A crise da imprensa se revela no caso BBC: distorções passam sem escândalo, o público se fragmenta, o senso comum se perde e as redes substituem a mídia por julgamentos apressados. (Foto: Andy Rain/EFE/EPA)

Ouça este conteúdo

A crise da imprensa talvez seja mais profunda do que parece. A parte mais visível é óbvia: veículos tradicionais de comunicação usam sua credibilidade para fazer propaganda enganosa — como no caso recente da BBC, que editou uma fala de Donald Trump para tentar incriminá-lo. Já a parte menos visível da crise parece ter a ver com a forma como se consome informação hoje em dia.

A segmentação exagerada do público pode estar acabando com o que se chamava de senso comum.
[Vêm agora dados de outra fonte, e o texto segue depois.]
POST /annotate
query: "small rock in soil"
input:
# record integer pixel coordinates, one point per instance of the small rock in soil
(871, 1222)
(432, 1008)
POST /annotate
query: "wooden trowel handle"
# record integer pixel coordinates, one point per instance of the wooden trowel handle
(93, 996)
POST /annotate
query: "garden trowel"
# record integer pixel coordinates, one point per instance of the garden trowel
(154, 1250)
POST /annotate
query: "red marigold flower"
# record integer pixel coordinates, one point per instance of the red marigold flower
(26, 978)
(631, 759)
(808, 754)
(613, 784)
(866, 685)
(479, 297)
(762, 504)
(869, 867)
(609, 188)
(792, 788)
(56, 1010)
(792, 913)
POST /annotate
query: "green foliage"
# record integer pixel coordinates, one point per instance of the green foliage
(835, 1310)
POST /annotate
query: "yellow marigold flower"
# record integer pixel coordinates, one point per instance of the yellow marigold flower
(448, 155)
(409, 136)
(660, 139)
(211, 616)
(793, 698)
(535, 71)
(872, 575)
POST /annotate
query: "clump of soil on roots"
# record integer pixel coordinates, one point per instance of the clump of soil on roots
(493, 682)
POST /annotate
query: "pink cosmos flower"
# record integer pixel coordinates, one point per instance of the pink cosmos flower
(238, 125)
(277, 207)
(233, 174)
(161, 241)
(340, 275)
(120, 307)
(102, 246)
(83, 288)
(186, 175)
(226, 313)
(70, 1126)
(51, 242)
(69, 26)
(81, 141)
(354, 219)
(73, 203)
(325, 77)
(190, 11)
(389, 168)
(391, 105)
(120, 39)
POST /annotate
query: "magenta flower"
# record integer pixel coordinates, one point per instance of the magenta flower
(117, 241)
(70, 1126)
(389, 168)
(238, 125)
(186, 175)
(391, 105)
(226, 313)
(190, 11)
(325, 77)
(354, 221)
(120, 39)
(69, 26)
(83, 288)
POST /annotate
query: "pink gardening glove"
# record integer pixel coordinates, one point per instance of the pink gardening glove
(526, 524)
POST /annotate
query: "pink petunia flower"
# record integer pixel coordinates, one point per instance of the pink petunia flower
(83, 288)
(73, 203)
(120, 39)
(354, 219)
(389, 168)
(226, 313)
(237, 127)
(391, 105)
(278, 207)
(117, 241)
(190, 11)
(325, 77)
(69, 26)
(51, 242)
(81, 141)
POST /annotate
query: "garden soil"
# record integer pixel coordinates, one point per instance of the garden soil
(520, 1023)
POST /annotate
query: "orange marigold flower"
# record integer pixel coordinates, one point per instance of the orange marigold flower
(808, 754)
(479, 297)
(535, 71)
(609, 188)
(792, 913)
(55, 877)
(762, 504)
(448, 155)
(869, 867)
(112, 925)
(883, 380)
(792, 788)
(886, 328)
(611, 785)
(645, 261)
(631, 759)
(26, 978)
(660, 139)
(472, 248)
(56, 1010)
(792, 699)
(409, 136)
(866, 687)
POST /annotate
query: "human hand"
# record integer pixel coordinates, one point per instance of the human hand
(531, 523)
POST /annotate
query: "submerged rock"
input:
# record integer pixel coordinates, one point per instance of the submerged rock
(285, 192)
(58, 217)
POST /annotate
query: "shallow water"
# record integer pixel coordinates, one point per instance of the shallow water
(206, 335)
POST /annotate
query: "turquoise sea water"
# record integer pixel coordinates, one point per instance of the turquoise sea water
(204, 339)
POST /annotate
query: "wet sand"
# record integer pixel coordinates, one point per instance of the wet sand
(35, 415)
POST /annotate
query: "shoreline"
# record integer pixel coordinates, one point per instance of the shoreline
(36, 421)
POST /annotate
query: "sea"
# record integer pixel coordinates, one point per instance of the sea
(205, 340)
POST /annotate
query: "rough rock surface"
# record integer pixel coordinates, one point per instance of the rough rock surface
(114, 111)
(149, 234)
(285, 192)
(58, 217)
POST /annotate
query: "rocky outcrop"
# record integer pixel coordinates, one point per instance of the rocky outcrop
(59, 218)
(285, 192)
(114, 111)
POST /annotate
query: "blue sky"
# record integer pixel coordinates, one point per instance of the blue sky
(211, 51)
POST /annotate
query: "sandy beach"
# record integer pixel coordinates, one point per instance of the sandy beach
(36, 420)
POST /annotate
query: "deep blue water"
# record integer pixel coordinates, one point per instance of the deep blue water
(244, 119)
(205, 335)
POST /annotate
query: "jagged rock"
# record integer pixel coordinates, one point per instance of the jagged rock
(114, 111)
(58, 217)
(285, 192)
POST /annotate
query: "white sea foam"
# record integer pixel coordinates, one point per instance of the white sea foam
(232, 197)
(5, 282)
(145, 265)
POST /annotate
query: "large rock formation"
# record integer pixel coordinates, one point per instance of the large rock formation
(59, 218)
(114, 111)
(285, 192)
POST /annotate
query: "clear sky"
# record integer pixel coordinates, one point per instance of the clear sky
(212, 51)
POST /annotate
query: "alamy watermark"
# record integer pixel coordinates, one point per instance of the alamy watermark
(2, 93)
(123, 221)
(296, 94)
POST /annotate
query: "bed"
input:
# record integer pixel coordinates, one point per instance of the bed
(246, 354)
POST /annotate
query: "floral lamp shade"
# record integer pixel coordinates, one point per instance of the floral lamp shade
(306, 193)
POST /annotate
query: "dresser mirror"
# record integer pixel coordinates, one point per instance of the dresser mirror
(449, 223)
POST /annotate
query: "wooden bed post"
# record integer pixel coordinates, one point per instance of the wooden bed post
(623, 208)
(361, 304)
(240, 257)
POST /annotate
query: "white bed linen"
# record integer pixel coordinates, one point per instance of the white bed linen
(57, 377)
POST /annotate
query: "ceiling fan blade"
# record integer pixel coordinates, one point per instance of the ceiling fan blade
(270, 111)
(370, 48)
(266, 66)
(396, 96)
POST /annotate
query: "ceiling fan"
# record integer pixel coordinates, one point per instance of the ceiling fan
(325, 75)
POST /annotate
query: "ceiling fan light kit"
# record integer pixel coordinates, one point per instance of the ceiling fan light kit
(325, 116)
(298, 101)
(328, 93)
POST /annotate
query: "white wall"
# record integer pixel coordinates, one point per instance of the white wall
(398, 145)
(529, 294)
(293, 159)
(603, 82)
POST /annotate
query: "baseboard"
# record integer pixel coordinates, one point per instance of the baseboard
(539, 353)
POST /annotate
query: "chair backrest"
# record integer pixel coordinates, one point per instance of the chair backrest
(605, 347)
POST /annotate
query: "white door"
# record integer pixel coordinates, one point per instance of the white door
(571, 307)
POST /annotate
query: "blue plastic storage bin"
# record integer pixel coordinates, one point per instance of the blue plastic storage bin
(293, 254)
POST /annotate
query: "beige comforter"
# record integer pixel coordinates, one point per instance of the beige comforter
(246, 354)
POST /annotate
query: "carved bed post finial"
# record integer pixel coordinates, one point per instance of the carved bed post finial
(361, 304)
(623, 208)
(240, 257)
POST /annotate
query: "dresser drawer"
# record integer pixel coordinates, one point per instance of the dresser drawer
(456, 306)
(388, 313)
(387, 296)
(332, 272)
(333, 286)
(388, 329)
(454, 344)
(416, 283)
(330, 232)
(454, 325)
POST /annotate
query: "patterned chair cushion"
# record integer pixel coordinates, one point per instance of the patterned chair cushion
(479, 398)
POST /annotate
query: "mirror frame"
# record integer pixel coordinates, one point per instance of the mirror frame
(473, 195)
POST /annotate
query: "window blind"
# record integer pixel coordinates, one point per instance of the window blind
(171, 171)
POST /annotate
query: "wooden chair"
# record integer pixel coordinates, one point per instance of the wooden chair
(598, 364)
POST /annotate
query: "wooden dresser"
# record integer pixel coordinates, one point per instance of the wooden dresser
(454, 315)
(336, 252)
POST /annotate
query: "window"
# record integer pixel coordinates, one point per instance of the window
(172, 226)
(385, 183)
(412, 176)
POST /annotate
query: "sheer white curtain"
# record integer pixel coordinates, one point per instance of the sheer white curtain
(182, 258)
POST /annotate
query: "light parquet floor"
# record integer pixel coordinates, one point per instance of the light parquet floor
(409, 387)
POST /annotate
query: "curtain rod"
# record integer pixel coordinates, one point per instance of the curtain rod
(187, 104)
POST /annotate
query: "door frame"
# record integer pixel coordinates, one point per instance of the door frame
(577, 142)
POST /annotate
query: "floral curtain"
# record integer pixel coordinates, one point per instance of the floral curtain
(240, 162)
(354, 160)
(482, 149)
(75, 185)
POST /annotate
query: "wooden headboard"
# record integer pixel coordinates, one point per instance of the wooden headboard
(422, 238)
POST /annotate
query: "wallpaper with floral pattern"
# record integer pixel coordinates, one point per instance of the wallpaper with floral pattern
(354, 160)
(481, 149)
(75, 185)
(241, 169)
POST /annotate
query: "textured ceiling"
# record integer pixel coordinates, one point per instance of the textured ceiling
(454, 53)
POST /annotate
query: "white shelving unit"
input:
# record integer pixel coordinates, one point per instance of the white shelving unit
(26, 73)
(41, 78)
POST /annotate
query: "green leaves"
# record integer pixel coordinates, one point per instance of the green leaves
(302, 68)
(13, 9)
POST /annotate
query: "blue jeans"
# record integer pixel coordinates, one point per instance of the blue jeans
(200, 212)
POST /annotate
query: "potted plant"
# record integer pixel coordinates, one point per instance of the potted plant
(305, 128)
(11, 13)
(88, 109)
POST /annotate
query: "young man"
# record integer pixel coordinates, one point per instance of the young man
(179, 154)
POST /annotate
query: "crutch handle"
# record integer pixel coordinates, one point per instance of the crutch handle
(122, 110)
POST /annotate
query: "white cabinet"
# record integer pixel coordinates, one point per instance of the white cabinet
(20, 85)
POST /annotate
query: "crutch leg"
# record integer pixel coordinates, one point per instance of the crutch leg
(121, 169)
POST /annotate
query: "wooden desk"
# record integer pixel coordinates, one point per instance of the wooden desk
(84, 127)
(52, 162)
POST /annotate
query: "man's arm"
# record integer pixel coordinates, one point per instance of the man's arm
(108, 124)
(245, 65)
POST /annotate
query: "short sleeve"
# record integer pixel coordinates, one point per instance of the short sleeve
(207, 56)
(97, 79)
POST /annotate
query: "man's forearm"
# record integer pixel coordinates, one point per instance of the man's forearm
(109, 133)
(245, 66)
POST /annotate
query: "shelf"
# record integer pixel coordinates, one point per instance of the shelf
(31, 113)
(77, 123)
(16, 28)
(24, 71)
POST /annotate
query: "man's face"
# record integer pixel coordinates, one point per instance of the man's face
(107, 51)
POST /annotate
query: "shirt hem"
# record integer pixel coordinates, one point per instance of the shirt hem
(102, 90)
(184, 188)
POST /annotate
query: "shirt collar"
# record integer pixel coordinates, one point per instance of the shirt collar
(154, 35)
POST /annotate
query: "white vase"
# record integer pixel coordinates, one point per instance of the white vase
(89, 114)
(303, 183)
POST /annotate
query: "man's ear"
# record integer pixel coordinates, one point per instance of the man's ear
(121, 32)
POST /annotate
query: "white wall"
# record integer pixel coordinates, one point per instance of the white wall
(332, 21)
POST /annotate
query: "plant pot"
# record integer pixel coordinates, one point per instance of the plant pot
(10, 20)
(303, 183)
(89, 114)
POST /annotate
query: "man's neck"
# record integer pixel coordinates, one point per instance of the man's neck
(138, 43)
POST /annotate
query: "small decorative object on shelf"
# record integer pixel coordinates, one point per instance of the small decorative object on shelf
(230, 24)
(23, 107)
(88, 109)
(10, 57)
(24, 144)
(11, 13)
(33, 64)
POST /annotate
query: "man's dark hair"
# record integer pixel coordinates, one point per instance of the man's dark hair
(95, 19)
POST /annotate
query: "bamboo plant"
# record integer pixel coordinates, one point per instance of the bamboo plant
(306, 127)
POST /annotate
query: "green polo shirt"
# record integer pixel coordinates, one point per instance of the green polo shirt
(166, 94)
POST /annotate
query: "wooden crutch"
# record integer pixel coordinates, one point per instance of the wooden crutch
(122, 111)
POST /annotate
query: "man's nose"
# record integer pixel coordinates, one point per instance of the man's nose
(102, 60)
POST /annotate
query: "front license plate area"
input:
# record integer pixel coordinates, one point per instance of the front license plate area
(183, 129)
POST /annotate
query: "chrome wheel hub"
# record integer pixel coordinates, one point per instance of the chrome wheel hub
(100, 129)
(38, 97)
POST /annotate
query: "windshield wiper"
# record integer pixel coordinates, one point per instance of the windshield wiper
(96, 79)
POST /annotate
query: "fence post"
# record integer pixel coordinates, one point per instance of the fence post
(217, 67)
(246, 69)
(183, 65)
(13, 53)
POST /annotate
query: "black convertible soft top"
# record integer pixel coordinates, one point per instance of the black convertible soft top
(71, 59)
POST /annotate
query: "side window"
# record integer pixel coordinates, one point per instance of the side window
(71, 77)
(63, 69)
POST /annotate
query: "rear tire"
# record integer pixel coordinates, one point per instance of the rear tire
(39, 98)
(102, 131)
O caso da BBC, cuja gravidade deveria ter jogado sumariamente toda a imprensa no divã — e, consequentemente, sacudido a opinião pública —, o vento levou.

A tentativa de uma das maiores emissoras do mundo de interferir na eleição presidencial dos EUA, por meio de uma fraude grosseira (forjando uma tentativa de golpe de Estado), nem ganhou status de escândalo. Aparentemente, a parte expressiva do público que ainda confia no jornalismo tradicional (apesar de expedientes como esse) serve de anestésico para os absurdos.

O controle de qualidade da imprensa sempre veio da ressonância dos erros. Os tradutores da realidade não podiam aparecer, de jeito algum, como traidores do fato. Manchetes que afastassem o público da verdade eram o pecado do jornalismo — e, se fosse por má-fé, eram o pecado capital. Por que absurdos como esse da BBC, com relação a Trump, estão saindo tão barato? Porque o absurdo só é lido como verdadeiramente absurdo pela parte do público que já não confia em veículos como a BBC.

Para a parte que ainda consome a imprensa tradicional sem pulgas atrás da orelha, notícias envolvendo personagens como Trump — ou qualquer um dos vilões de plantão — já entram no seu radar com o selo da execração permitida (ou até desejada).

Ou seja: a mídia tem cúmplices para o seu pecado. E, mesmo que surja o pecado capital, ele não repercutirá como tal

VEJA TAMBÉM:

O sumiço do escândalo da BBC parece vir de uma licença pública para a distorção. Simplesmente, a cadeia da indignação e do repúdio não se fecha.

Ao mesmo tempo, algo estranho passou a acontecer com a parte do público que perdeu a confiança na mídia tradicional. A excessiva fragmentação das redes sociais — e a multiplicidade de fontes substitutas do velho jornalismo — trouxe a necessidade de uma nova espécie de opinião pública: as ondas autorreferentes.

Com a ausência da grande imprensa como referência do que seja verdadeiro no noticiário, o público passou a buscar o crivo em si próprio. Por um lado, esse fenômeno tem trazido um avanço democrático — com as viralizações e os resultados de trending topics se contrapondo e, eventualmente, corrigindo o rumo do noticiário.

Por outro lado, esse poder difuso de mobilização ampla e instantânea levou à disseminação de alguns venenos modernos. A tentação do julgamento apressado é um deles.

A coletividade, desprotegida pela ausência de uma grande imprensa confiável, desenvolveu mecanismos de autodefesa arriscados. A imediata adesão em bloco a uma tendência dominante de crítica pode ser anticorpo, mas também pode ser infecção — especialmente se ao julgamento apressado sobrevier a condenação sumária.

Claro que situações assim acabam ficando na faixa estreita entre a redenção e o linchamento. E o que se tornou uma arma democrática de autoproteção do consumidor moderno — pela denúncia, repúdio e boicote legítimo — vai ficando na fronteira dos movimentos obscuros da chamada “cultura do cancelamento”. No universo da mídia, o perigo de fuzilar primeiro e pensar depois é matar justamente quem poderia salvá-lo.